= Nigel Finch =

British film director (1949–1995)

Nigel Lucius Graeme Finch (1 August 1949 – 14 February 1995) was an English film director and filmmaker whose career influenced the growth of British gay cinema.

==Biography==
Nigel Finch was born in Tenterden, Kent, the son of Graham and Tibby Finch, and raised in Bromley, south east London. He studied art history at the University of Sussex.

Finch began working as co-editor for the BBC television documentary series Arena in the early 1970s. He produced and directed many notable programs including My Way (1978), and The Private Life of the Ford Cortina (1982). He rose to prominence with the documentary Chelsea Hotel (1981), which profiled the famed New York hotel and its legacy of famous gay guests, including Oscar Wilde, Tennessee Williams, William S. Burroughs, Quentin Crisp and Andy Warhol. His documentary subjects include artist Robert Mapplethorpe (1988), filmmaker Kenneth Anger (1991), and artist Louise Bourgeois (1994). Finch went on to direct films such as the BAFTA-nominated drama The Lost Language of Cranes, and the musical soap opera The Vampyr.

Finch's longterm partner was the writer Rupert Haselden.

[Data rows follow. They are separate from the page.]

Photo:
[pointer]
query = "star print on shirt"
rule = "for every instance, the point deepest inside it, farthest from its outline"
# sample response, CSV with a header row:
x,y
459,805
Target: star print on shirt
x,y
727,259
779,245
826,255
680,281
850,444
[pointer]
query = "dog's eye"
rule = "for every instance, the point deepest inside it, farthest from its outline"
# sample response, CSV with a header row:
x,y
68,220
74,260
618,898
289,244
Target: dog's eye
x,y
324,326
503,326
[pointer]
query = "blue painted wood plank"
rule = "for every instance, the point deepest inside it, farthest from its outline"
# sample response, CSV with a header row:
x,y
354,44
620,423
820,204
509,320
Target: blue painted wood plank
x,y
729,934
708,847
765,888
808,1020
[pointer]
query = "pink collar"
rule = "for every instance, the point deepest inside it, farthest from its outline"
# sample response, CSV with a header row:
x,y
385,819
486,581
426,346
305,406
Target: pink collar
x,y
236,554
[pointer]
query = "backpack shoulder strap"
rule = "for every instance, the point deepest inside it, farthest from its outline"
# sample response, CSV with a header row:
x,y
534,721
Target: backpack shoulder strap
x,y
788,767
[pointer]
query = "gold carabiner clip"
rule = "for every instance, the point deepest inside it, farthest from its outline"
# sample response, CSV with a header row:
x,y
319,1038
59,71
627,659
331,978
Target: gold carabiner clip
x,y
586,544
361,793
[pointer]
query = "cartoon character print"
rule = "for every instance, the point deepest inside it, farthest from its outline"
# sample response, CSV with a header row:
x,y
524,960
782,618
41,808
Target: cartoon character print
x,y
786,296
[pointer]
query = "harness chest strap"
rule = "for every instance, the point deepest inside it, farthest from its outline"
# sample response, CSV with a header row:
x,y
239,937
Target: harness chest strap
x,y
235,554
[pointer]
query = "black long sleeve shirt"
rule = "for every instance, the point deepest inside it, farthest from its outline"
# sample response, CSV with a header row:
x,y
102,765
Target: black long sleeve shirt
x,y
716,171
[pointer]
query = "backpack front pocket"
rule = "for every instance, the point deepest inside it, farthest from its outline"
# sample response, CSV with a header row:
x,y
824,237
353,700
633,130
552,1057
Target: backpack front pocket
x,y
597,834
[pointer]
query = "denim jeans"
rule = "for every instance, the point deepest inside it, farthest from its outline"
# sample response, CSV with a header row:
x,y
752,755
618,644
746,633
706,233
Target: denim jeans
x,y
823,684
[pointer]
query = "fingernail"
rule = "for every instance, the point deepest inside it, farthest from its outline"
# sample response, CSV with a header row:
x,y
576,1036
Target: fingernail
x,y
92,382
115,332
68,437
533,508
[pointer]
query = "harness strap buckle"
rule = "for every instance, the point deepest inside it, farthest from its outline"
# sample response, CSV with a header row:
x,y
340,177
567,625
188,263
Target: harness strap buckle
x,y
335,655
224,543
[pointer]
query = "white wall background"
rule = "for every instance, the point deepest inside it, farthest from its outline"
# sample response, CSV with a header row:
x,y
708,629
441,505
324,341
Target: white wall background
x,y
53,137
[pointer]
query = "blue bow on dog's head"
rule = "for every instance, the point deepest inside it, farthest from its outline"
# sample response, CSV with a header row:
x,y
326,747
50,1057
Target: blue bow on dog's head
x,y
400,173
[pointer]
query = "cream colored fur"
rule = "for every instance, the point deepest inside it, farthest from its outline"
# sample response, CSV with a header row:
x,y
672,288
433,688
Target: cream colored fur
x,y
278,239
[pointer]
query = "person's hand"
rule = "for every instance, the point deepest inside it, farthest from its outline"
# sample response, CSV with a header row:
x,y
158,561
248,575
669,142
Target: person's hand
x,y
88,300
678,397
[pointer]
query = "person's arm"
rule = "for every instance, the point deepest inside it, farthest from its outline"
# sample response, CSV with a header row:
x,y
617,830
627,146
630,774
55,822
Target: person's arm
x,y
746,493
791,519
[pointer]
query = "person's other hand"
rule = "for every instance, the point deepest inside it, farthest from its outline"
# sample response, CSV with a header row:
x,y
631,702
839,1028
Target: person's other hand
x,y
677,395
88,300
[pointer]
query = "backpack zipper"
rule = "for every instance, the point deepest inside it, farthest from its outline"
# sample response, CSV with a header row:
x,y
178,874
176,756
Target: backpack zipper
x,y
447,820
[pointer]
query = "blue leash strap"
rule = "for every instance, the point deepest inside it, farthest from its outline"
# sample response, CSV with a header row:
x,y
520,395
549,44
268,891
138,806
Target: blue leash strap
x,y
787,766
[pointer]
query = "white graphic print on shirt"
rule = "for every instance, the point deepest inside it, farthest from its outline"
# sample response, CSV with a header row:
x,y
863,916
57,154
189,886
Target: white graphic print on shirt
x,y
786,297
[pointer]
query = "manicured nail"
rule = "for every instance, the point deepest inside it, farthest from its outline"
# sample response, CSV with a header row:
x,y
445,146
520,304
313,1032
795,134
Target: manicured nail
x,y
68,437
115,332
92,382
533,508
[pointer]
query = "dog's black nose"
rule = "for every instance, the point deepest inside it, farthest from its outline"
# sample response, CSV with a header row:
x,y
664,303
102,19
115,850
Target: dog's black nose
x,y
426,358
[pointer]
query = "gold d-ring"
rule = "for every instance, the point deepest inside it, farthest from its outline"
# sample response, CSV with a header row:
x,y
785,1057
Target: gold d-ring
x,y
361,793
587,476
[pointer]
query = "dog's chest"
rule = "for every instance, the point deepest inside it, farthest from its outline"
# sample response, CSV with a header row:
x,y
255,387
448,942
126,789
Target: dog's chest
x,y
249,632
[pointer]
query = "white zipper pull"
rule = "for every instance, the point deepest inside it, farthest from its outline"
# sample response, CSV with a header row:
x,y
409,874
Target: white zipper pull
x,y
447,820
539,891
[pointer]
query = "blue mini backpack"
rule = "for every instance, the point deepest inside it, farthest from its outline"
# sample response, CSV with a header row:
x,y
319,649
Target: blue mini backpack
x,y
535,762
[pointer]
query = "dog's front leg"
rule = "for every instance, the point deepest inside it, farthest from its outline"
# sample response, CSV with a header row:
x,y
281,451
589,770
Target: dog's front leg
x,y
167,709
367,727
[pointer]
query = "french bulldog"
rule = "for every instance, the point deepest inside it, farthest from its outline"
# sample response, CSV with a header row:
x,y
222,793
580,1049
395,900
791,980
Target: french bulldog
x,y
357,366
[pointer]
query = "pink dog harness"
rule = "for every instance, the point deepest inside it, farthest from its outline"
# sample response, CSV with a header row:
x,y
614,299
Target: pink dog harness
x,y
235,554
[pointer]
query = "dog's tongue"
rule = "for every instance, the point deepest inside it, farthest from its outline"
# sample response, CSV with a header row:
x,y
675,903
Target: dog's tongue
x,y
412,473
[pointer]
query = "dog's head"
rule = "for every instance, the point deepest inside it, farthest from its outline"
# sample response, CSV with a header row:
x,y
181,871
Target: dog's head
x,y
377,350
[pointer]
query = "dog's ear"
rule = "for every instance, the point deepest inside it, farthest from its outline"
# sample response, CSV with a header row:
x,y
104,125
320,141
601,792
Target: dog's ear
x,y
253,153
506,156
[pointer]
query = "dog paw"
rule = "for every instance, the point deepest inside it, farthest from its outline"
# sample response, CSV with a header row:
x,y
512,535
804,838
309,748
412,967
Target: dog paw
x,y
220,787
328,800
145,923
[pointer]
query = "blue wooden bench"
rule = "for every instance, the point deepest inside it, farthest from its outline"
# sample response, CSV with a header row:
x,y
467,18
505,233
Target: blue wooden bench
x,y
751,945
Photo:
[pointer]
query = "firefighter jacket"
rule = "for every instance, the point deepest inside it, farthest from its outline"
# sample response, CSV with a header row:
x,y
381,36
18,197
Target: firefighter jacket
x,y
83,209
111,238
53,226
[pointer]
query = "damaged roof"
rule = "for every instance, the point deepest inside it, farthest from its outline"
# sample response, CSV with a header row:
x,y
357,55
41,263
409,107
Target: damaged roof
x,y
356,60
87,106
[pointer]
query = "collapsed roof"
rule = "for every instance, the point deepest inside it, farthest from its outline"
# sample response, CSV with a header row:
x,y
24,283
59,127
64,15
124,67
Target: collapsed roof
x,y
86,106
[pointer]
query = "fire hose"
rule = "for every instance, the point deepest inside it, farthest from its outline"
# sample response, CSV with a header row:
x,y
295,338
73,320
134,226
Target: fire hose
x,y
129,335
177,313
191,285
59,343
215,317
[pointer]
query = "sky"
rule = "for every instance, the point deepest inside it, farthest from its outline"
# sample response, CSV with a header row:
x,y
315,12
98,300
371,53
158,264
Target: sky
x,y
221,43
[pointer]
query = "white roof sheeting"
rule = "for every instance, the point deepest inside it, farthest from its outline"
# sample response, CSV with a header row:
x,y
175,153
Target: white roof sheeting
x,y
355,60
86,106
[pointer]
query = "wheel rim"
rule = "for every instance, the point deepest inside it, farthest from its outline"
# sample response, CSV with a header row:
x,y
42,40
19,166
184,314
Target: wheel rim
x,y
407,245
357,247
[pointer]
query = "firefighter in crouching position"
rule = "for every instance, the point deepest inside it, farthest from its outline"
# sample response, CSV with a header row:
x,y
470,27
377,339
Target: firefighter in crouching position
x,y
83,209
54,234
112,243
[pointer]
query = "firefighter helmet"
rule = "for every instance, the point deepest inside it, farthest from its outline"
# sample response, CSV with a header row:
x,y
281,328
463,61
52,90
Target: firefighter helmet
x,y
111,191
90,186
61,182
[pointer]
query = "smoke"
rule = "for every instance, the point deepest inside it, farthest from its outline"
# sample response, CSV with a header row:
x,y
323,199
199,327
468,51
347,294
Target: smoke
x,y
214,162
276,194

Haselden died of AIDS-related complications on 8 May 1994, aged 36.

Finch died from AIDS-related illness in London in 1995 during post-production of his first full-length feature film Stonewall, a docudrama loosely based on events leading up to the 1969 Stonewall riots in New York City.

==Filmography==
Film
- The Errand (1980) (Short film)
- The Caravaggio Conspiracy (1984)
- Stonewall (1995)

TV movies
- Ligmalion: A Musical for the 80s (1985)
- Raspberry Ripple (1986)
- The Lost Language of Cranes (Note: Also featured as an episode in the Screen Two series) (1991)

TV series

| Year | Title | Notes |
|---|---|---|
| 1986 | Screen Two | Episode "Shergar" |
| 1988 | Bergerac | Episode "Whatever Lola Wants" |
| 1992–1993 | The Vampyr: A Soap Opera | Miniseries |

===Documentary works===
TV movies
- 25x5: The Continuing Adventures of the Rolling Stones (1989)

TV series

| Year | Title | Episode |
| 1978 | Omnibus | "Fear and Loathing in Gonzovision" (Also producer) |
| Arena | My Way |
| 1981 | Did You Miss Me? |
Chelsea Hotel
| 1982 | The Private Life of the Ford Cortina |
| 1983 | Kurt Vonnegut, Jr: "Deadeye Dick" |
| 1988 | Robert Mapplethorpe |
| 1991 | Kenneth Anger |
| 1993 | Tales of Rock 'N' Roll: Peggy Sue |
Pirates (Also producer)
| 1994 | Louise Bourgeois: No Trespassing |

Executive producer
- Paris Is Burning (1991)

==Accolades==

Year: Award; Category; Nominated work; Result
1988: BAFTA TV Award; Best Factual Series; Arena TV series; Nominated
1989: Won
1990: Nominated
1991: Nominated
1992: Nominated
1981: Chicago International Film Festival Gold Hugo; Best Short Film; The Errand; Nominated
1995: BFI London Film Festival; Audience Award; Stonewall; Won
1996: Frameline Film Festival; Audience Award; Won

Nigel Finch's death was commemorated in the ending title of the opera-film "Dido and Aeneas" (1995) directed by Peter Maniura (conducted by Richard Hickox. See the corresponding entry in Dido and Aeneas discography).